Pics below... sorry had some trouble with my first time post


----------



## Cten (Dec 6, 2020)

indjo said:


> I'd rather not guess. Could you please post side view flaring puctures. . . . Silver is not always dragon scale, though most are.
> 
> Diamond eye, to my knowledge, is due to over breeding dragons. If you breed to non dragons or partial dragons, you should be able to avoid it.


----------



## Cten (Dec 6, 2020)

indjo said:


> I'd rather not guess. Could you please post side view flaring puctures. . . . Silver is not always dragon scale, though most are.
> 
> Diamond eye, to my knowledge, is due to over breeding dragons. If you breed to non dragons or partial dragons, you should be able to avoid it.


----------



## Cten (Dec 6, 2020)

So sorry for bad picture quality but... dont have good photo tank yet. 
My thinking right now is the koi male with the lack lace female because she should supposedly be fertile and probably has marble background if I am correct in my research? I like the koi male and would like more like him with large marbling spots and little bits of iridescence.

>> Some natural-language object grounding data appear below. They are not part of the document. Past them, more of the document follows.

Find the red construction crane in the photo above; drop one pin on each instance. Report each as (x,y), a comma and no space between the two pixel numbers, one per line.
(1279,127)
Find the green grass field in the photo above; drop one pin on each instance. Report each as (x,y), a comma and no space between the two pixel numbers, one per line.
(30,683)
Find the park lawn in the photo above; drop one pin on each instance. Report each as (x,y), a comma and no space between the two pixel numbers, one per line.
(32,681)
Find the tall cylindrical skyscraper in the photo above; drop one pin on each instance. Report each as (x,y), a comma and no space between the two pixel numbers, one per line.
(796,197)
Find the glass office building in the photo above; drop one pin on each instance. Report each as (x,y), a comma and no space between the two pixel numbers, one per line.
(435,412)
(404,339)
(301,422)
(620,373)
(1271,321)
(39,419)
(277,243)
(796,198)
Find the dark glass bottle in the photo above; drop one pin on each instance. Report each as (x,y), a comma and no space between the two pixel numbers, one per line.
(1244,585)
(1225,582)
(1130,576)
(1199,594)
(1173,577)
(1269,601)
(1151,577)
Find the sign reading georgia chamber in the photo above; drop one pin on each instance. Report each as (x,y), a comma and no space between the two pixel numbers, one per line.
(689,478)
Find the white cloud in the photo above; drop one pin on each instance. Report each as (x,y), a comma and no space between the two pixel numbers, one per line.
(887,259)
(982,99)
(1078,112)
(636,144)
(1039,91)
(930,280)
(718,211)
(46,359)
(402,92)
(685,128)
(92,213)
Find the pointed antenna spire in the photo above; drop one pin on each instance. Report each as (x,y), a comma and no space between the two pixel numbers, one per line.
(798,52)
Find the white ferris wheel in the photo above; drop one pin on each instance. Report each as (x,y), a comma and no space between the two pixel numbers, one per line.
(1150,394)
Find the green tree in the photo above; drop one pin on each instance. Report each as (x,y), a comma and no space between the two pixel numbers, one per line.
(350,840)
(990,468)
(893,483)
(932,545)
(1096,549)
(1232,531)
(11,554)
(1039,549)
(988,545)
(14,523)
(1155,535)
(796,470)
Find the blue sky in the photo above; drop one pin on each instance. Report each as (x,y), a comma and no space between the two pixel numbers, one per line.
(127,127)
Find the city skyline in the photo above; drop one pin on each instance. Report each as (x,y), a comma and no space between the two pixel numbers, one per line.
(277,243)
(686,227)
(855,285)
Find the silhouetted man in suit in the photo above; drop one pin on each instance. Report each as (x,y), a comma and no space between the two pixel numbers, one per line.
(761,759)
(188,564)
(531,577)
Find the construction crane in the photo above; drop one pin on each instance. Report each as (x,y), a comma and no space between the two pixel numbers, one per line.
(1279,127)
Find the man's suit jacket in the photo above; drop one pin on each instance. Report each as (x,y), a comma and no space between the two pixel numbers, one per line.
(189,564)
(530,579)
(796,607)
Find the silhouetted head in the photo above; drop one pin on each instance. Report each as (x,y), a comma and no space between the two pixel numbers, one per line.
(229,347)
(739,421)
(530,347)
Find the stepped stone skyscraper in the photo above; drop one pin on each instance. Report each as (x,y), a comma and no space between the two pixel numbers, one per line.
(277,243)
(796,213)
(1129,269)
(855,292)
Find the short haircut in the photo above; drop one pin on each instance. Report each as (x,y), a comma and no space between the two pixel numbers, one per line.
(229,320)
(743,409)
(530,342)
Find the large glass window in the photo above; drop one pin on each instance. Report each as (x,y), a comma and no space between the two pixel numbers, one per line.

Koi male doesn't have perfect ventral fins. But I plan to cull heavily so I can mange the number of jars and I have large predatory fish that can help me with that. I like his little pieces of white, large red spots and the iridescence. I think he is pretty special. 

A second line I was thinking doing the black lace female (since she is very ripe and ready) with the iridescent silver male but he is too smal right now. He and the other black with blue mask male are still small. But I worry about the black with blue mask male getting diamond eye? And the fully blue dragon scale female... her eyes have a lot of the blue around it...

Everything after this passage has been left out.